October 7th, 2012, 02:12 PM
Join Date: Oct 2012
Time spent in forums: 15 m 19 sec
Reputation Power: 0
Match quoted strings excluding the quotes..?
Is it possible to write a simple regex that matches the contents of a quoted
string _excluding_ the quotes?
Consider the following text:
| This is a quoted string "string1", and this is another string: "string2"
Per the tutorial I am reading, the textbook regex that matches "string1", then
"string2" including the quotes would go something like:
| " : a double quote,
| followed by..
| [^"] : any character that is not a double quote,
| + : 1 to n times,
| followed by..
| " : a double quote
I tried using zero-length matches for the opening/closing quotes, but with the
above sample text, I ended up with something that also matches:
| ',and this is another string: '
Which is clearly not what I want..
My (limited) understanding of what is going on is that excluding the closing
quote from the match by specifying a zero-length match causes the regex engine
to start at/before the closing quote's location when looking for the next match.

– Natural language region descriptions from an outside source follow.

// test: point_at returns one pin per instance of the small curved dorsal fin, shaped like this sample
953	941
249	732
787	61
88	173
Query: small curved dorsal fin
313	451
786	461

I can think of something clumsy that would involve doing my zero-length match on
(1) start-of-text followed by 1 to n 'non-quotes', or
(2) a double-quoted string followed by 1 to n 'non-quotes',
... followed in both cases by my target string's opening quote..
Looks like this strategy might work, but I'm wondering if anyone knew of
a simple/obvious solution to this.. something that would force the regex to
consume the zero-length matched closing quote, before it starts looking for the
next match, perhaps..?
Not really concerned about implementation at this point.. I believe the tutorial
I'm working with uses a perl-compatible syntax.